Emergence of the Natural History of Myhre Syndrome: 47 Patients Evaluated in the Massachusetts General Hospital Myhre Syndrome Clinic (2016–2023)

    May 2024 in “ American Journal of Medical Genetics Part A
    Angela E. Lin, Eleanor R. Scimone, Robyn P. Thom, Duraisamy Balaguru, T. Bernard Kinane, Peter P. Moschovis, Michael S. Cohen, Weizhen Tan, Cole Hague, Katelyn Dannheim, Lynne L. Levitsky, Evelyn Lilly, Daniel DiGiacomo, Kara M. Masse, Sarah Kadzielski, Claire Zar‐Kessler, Leo C. Ginns, Ann M. Neumeyer, Mary K. Colvin, Jack S. Elder, Christopher P. Learn, Hongmei Mou, Kathryn M. Weagle, Karen Buch, William E. Butler, Kenda Alhadid, Patricia L. Musolino, Sadia Sultana, Dhrubajyoti Bandyopadhyay, Otto Rapalino, Zachary S. Peacock, Elizabeth L. Chou, Gena Heidary, Aaron T. Dorfman, Shaine A. Morris, James D. Bergin, Jonathan H. Rayment, Lisa A. Schimmenti, Mark E. Lindsay, MGH Myhre Syndrome Study Group
    TLDR Myhre syndrome symptoms worsen over time, with specific genetic variants affecting severity.
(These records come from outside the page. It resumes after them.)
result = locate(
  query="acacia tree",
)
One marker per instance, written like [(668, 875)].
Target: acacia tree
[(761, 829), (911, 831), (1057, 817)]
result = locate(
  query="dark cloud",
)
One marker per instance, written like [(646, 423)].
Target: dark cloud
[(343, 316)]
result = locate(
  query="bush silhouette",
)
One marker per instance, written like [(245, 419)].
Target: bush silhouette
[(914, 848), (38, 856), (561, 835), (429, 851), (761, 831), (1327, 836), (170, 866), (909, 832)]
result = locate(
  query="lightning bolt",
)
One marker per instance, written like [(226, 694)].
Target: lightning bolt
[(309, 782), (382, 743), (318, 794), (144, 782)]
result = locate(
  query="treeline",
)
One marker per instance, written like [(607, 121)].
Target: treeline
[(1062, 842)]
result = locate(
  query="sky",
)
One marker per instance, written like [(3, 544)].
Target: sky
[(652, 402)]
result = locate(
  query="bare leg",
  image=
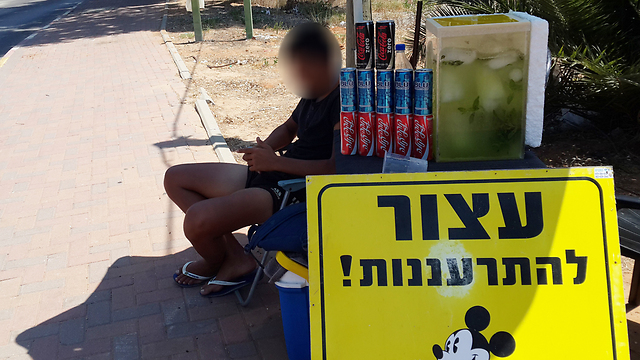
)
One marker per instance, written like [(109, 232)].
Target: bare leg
[(188, 184), (208, 225)]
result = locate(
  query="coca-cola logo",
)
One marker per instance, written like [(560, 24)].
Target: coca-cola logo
[(364, 84), (402, 135), (363, 46), (348, 130), (383, 41), (420, 132), (365, 132), (422, 86), (384, 85), (402, 85), (346, 83), (384, 135)]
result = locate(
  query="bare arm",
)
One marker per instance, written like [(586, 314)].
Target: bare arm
[(283, 135), (262, 158)]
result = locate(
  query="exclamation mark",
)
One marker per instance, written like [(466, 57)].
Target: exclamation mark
[(346, 268)]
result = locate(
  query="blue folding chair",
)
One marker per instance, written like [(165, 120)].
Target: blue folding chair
[(272, 235)]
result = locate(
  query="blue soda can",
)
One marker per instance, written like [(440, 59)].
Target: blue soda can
[(348, 98), (404, 91), (366, 90), (384, 82), (423, 94)]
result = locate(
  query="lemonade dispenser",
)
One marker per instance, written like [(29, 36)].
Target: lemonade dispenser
[(482, 74)]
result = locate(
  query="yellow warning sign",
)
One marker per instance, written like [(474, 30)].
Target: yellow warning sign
[(519, 264)]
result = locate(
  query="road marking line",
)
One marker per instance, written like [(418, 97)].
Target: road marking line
[(4, 59)]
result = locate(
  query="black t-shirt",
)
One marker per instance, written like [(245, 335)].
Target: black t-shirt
[(315, 120)]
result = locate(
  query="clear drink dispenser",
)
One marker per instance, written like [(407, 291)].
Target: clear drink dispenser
[(481, 66)]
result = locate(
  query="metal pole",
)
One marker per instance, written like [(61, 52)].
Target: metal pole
[(415, 56), (366, 10), (197, 22), (248, 19), (351, 36)]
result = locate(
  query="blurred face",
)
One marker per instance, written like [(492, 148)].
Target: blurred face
[(310, 76)]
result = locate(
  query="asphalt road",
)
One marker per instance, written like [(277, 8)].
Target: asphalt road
[(20, 18)]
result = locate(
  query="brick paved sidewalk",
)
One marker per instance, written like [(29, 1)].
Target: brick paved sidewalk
[(90, 117)]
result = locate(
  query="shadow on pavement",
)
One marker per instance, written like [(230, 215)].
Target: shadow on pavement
[(97, 18), (137, 311)]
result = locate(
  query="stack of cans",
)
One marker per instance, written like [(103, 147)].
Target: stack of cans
[(397, 118), (422, 115), (384, 112), (348, 115), (366, 115), (404, 108)]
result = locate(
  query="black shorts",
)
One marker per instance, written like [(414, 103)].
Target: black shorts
[(269, 181)]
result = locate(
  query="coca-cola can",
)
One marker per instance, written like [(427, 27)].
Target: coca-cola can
[(365, 32), (423, 92), (421, 136), (366, 133), (366, 90), (385, 44), (432, 147), (384, 134), (403, 134), (404, 91), (384, 95), (348, 93), (348, 132)]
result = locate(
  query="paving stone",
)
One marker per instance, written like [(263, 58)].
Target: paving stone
[(72, 331), (41, 286), (168, 348), (135, 312), (125, 347), (84, 168), (192, 328), (242, 350), (98, 313), (234, 329), (175, 311)]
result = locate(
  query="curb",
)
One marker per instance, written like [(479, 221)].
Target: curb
[(6, 56), (214, 134), (182, 68), (213, 131)]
    The study at Massachusetts General Hospital evaluated 47 patients with Myhre syndrome over a 7-year period, focusing on clinical features, genetic analysis, and the natural history of the condition. Key findings include a high prevalence of developmental delays, autistic-like behavior, cardiovascular abnormalities, and thickened skin. The most common genetic variant identified was SMAD4 p.Ile500Val. The study underscores the complexity of Myhre syndrome, highlighting the need for comprehensive, multidisciplinary management and further research into the molecular mechanisms of SMAD4 variants to improve diagnosis and treatment. Despite extensive data, definitive disease progression patterns were not determined, except for joint stiffness, which requires proactive management.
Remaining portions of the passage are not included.